There were many reasons for our divorce a decade later, but the fact that our sexual relationship was never more than mediocre was certainly one of them. As I was wrestling, personally and theologically, with the death of my marriage, I realized that my refusal to explore this aspect of our relationship before marriage had actually contributed to its failure. No matter what the nuances of one’s approach to the subject, I think most Christians can agree that divorce is a greater evil than premarital sex.
That was the beginning of a deeply unsettling, but ultimately freeing, revision of my personal sexual ethic. As a divorcée, pastor, and single mother, I was navigating choppy waters, to be sure. My denomination is a hierarchical one, so my ordination vows included promises to “respect and be guided by” my bishop and to “pattern your life and that of your family in accordance with the teachings of Christ, so that you may be a wholesome example to your people.”
In a very real sense, my personal life is public, and it’s part of my bishop’s job to know how that personal life is going. Nevertheless, I came to the conclusion that what would ultimately be best for my family, for the congregations I serve, and for any future relationships, would be for me to be fully, responsibly, authentically myself in this new and unexpected dimension of my life – dating and (possibly) mating in my 30s.
I had a long time to think about it. I didn’t meet anyone I was actually interested in becoming intimate with until I had been divorced for more than two years.

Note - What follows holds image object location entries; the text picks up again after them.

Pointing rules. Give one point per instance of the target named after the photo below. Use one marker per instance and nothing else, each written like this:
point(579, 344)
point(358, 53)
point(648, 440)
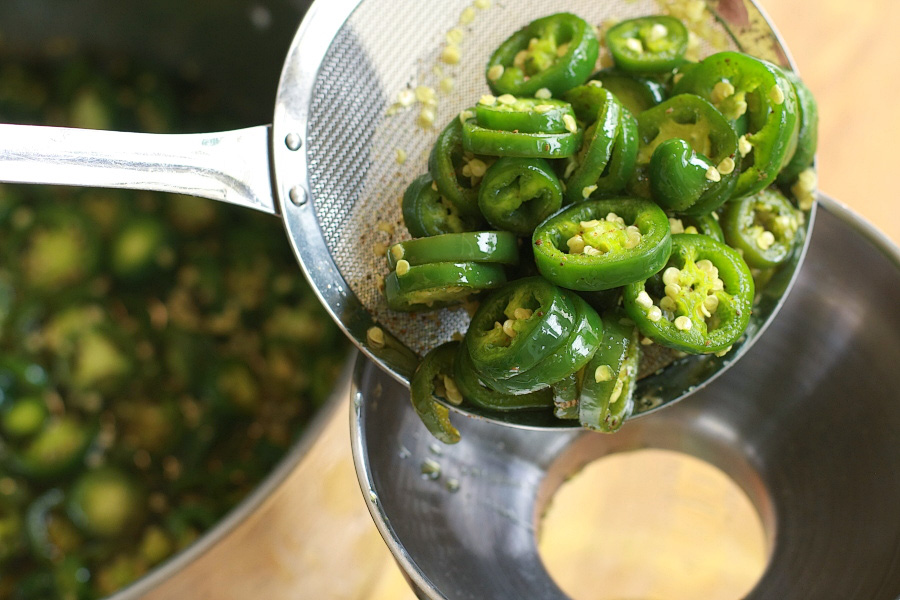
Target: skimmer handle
point(230, 166)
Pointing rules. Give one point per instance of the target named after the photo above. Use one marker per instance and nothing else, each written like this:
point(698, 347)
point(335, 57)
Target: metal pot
point(198, 41)
point(808, 424)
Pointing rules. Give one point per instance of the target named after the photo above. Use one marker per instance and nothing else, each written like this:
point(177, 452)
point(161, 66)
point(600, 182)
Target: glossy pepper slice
point(602, 244)
point(426, 212)
point(607, 389)
point(764, 227)
point(648, 44)
point(636, 93)
point(476, 246)
point(600, 108)
point(700, 303)
point(476, 392)
point(556, 52)
point(528, 115)
point(518, 193)
point(575, 351)
point(455, 171)
point(498, 142)
point(738, 85)
point(707, 225)
point(435, 285)
point(433, 379)
point(807, 135)
point(518, 326)
point(688, 154)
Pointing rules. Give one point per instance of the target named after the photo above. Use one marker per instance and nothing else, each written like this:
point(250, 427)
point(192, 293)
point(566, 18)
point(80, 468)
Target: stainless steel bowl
point(808, 424)
point(199, 40)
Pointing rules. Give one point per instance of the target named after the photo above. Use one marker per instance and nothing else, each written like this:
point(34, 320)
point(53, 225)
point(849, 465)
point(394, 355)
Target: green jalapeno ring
point(445, 165)
point(685, 327)
point(430, 380)
point(617, 267)
point(807, 135)
point(527, 115)
point(427, 213)
point(689, 153)
point(521, 67)
point(635, 93)
point(592, 159)
point(477, 393)
point(763, 226)
point(436, 285)
point(741, 84)
point(471, 246)
point(565, 395)
point(571, 356)
point(648, 44)
point(518, 193)
point(494, 142)
point(538, 313)
point(606, 396)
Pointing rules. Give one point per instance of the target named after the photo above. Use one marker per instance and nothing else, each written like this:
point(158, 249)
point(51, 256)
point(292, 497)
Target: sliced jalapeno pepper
point(604, 113)
point(447, 165)
point(478, 246)
point(426, 212)
point(497, 142)
point(565, 395)
point(763, 226)
point(435, 285)
point(738, 84)
point(528, 115)
point(572, 355)
point(807, 135)
point(648, 44)
point(518, 193)
point(434, 377)
point(602, 244)
point(556, 52)
point(636, 93)
point(606, 397)
point(516, 327)
point(476, 392)
point(707, 225)
point(689, 154)
point(700, 303)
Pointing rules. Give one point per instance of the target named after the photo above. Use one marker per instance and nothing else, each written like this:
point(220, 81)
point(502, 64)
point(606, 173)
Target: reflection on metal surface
point(808, 425)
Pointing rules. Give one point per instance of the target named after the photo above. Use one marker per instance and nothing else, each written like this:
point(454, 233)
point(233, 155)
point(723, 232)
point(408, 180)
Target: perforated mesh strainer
point(333, 147)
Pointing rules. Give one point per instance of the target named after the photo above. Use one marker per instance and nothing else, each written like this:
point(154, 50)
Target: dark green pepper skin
point(636, 93)
point(445, 165)
point(518, 193)
point(543, 68)
point(681, 140)
point(423, 387)
point(549, 324)
point(426, 212)
point(657, 54)
point(477, 393)
point(772, 114)
point(436, 285)
point(734, 302)
point(522, 115)
point(745, 221)
point(605, 115)
point(604, 405)
point(574, 352)
point(807, 135)
point(497, 142)
point(617, 267)
point(500, 247)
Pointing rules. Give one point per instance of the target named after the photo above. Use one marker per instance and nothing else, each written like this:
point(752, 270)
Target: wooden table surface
point(314, 537)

By the time I did, I was clear in my own mind that I would consider it criminally irresponsible to commit again to the intention of a lifelong relationship with a man, without having experienced physical intimacy with him.
Letting go of the conviction that “sex within marriage = good, all other sex = bad” meant I had to discern new, more nuanced criteria. Although there are many details on which I disagree with St. Paul, I do think he hits on a very important truth when he asserts that any sexual relationship, even a one-night stand, creates a lifelong bond. To sleep with someone is, in effect, to consent to carry them around with you for the rest of your life, even if you never see them again. That’s a pretty high standard to meet, when you think about it.

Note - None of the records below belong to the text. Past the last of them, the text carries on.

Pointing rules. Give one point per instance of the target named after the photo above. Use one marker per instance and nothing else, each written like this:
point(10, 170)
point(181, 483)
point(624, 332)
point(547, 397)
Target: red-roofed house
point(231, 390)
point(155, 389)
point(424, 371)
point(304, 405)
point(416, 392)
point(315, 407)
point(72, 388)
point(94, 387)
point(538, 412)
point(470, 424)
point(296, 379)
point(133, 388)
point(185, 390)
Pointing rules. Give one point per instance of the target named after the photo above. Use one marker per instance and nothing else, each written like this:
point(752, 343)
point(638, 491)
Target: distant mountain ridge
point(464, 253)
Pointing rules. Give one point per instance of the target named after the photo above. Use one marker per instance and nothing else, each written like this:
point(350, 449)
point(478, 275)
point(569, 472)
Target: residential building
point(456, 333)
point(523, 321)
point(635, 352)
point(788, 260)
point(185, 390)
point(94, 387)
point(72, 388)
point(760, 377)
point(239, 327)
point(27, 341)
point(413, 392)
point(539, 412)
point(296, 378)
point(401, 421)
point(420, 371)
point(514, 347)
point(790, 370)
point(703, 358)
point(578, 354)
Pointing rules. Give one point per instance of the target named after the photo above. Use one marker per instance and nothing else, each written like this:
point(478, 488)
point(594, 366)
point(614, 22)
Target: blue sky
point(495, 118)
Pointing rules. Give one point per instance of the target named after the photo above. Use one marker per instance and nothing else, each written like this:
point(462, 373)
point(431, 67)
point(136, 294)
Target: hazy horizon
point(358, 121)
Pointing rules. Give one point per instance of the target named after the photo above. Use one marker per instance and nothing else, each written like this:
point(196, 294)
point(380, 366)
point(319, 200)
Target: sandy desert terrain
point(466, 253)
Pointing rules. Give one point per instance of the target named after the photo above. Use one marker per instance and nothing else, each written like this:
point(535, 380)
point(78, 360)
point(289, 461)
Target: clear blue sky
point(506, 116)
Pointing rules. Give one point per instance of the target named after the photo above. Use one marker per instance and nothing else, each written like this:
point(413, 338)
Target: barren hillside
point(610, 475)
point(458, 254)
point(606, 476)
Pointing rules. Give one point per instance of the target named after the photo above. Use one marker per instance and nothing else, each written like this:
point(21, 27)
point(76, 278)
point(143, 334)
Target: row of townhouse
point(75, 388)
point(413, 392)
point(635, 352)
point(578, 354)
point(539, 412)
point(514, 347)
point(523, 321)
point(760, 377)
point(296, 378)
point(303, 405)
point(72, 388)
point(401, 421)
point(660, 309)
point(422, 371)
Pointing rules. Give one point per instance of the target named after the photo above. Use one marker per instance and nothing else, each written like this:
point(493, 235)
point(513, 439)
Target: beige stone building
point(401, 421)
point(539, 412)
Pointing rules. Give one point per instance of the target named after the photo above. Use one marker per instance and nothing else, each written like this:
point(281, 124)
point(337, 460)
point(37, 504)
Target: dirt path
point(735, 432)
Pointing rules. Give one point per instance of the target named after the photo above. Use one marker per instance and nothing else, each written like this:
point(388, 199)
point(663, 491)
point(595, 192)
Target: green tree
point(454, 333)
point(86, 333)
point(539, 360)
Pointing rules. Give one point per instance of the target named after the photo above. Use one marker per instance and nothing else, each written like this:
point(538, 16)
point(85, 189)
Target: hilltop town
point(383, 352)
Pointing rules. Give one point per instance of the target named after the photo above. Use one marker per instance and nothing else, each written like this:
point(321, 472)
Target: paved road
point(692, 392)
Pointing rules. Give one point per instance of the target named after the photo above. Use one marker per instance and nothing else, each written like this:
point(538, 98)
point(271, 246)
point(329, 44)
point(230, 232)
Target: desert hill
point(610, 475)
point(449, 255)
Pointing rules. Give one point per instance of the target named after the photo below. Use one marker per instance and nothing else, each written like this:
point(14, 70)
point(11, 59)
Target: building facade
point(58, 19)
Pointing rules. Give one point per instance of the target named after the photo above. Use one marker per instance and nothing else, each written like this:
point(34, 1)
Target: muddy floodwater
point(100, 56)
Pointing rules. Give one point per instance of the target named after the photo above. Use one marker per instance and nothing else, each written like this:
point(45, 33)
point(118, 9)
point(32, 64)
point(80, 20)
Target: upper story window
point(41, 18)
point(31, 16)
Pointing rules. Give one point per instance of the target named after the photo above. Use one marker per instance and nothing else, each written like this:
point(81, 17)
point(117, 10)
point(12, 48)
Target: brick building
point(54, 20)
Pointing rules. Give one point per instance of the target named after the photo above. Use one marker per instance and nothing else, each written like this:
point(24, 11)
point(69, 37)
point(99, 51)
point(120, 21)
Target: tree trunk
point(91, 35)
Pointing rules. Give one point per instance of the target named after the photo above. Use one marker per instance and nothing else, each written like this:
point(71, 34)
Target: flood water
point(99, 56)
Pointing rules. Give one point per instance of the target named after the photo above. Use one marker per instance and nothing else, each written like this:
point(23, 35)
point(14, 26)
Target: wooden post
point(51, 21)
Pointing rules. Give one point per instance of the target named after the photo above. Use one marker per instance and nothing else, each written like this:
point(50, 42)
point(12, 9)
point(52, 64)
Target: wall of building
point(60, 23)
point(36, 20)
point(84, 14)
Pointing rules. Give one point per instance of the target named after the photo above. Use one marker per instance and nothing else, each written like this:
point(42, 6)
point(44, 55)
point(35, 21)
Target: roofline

I articulated this for myself as the basis of my new ethic, and supplemented it with the idea that in order for a sexual relationship to be sound and life-giving, I would need to be able to get up from lying in bed beside my partner and go directly to my prayers, without feeling that there was anything I wanted to hide from, or confess to, God.

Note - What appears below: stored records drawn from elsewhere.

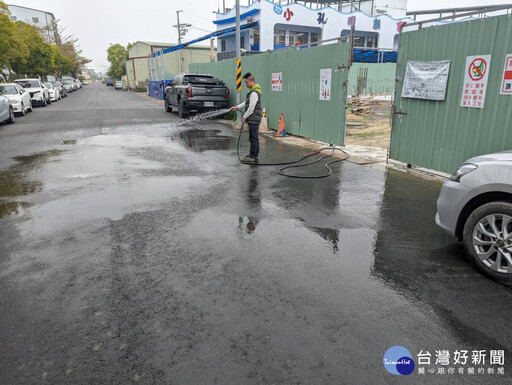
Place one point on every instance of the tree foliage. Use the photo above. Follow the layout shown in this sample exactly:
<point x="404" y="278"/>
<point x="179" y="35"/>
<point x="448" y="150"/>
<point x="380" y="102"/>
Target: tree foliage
<point x="116" y="55"/>
<point x="26" y="50"/>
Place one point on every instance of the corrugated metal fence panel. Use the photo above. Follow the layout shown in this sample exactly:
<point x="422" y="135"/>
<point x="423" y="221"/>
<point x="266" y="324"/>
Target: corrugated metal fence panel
<point x="381" y="78"/>
<point x="440" y="135"/>
<point x="305" y="115"/>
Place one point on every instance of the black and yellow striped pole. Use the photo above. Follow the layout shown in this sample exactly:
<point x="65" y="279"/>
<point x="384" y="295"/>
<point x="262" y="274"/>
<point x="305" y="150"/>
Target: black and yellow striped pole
<point x="238" y="61"/>
<point x="239" y="74"/>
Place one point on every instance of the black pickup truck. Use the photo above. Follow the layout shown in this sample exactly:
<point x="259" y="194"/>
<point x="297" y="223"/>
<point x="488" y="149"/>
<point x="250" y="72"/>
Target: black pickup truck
<point x="194" y="92"/>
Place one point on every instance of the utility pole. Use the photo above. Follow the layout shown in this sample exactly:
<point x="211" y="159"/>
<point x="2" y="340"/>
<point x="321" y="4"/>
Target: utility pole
<point x="238" y="56"/>
<point x="179" y="39"/>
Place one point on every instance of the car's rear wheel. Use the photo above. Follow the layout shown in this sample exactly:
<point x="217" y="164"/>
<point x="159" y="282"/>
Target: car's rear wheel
<point x="168" y="108"/>
<point x="12" y="117"/>
<point x="182" y="112"/>
<point x="488" y="240"/>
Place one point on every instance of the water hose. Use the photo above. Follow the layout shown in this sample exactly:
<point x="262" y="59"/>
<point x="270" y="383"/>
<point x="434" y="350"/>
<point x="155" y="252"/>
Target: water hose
<point x="295" y="164"/>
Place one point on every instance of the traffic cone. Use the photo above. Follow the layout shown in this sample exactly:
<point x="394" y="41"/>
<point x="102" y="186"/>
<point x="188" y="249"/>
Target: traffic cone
<point x="281" y="127"/>
<point x="263" y="124"/>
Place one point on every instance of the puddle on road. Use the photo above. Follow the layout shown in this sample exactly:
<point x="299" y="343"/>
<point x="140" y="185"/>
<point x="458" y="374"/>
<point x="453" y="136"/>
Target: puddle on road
<point x="15" y="181"/>
<point x="202" y="140"/>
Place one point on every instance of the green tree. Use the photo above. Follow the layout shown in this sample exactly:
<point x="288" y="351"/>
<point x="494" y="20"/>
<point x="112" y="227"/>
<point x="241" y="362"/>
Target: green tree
<point x="63" y="65"/>
<point x="40" y="60"/>
<point x="116" y="55"/>
<point x="12" y="46"/>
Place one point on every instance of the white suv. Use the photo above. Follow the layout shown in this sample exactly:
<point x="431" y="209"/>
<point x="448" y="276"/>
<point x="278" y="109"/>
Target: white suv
<point x="476" y="206"/>
<point x="38" y="92"/>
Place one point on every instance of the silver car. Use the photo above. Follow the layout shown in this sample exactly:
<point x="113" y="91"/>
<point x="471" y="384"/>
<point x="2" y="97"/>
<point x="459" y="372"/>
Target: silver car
<point x="476" y="207"/>
<point x="6" y="110"/>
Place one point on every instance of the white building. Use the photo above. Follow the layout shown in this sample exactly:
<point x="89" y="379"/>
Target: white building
<point x="283" y="25"/>
<point x="45" y="21"/>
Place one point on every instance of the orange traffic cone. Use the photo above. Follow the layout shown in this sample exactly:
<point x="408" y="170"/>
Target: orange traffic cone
<point x="281" y="127"/>
<point x="263" y="124"/>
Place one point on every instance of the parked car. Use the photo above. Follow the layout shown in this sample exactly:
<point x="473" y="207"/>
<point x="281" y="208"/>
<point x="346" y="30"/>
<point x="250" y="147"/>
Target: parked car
<point x="19" y="97"/>
<point x="189" y="92"/>
<point x="476" y="207"/>
<point x="38" y="92"/>
<point x="62" y="90"/>
<point x="6" y="110"/>
<point x="68" y="85"/>
<point x="54" y="92"/>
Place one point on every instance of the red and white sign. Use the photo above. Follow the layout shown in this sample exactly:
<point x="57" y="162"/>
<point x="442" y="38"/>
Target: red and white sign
<point x="506" y="84"/>
<point x="277" y="81"/>
<point x="476" y="75"/>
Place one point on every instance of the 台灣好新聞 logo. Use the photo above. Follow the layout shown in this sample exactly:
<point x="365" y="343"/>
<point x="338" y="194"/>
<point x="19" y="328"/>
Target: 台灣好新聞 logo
<point x="398" y="360"/>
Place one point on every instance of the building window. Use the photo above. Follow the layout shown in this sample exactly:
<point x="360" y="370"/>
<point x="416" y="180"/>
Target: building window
<point x="363" y="39"/>
<point x="396" y="41"/>
<point x="279" y="38"/>
<point x="256" y="36"/>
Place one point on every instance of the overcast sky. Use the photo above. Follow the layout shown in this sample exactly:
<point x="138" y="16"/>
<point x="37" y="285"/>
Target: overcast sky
<point x="97" y="23"/>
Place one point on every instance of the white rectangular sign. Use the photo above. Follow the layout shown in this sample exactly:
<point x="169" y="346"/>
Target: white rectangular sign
<point x="325" y="84"/>
<point x="426" y="79"/>
<point x="476" y="75"/>
<point x="277" y="81"/>
<point x="506" y="84"/>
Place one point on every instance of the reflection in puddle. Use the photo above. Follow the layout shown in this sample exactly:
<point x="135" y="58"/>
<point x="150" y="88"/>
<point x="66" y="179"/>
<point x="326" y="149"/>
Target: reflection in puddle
<point x="14" y="181"/>
<point x="202" y="140"/>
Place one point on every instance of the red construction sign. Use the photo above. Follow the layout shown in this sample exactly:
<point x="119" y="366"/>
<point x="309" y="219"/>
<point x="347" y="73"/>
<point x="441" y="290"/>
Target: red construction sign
<point x="506" y="84"/>
<point x="476" y="76"/>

I had the chance to put my new ethic into practice when I met J. As it turned out, the decision was hardly a decision at all. (The hardest part may have been figuring out how to give my bishop the heads-up; mercifully, the bishop is a sane and sympathetic one, and I serve in a part of the country where gossiping about whose car is parked overnight in the pastor’s driveway is considered to be in poor taste. Still, it takes some careful wordsmithing to send an email informing the person in ecclesiastical authority over you that you’re planning to sleep with your boyfriend.)
J.’s intelligence and caring, and the respect with which he treated me, made it clear that this was someone with whom I was safe being both literally and spiritually naked, and with whom I would be proud to be connected forever, regardless of the outcome of the relationship. And the quality of the experience, after my tepid marriage, was a revelation of just how profound the possibilities for blessing are, in this embodied life that God has bestowed on us.
Sadly, despite mutual love, desire, and goodwill, my relationship with J. came to an end. I have not yet found a lifelong partner. I have sometimes skirted closer to the edge of my own boundaries than I really like to admit; loneliness and physical longing are powerful things, and I have had my moments of regret. But overall, the way I live my life now feels truer, to myself and to my understanding of God’s desire for God’s creation, than the repression and willful ignorance of my teens and twenties. Dating is still hard. Sex is unquestionably full of vulnerability and risk as well as pleasure, beauty, and connection. But isn’t that true of all of life, especially a life deeply informed by an incarnational faith?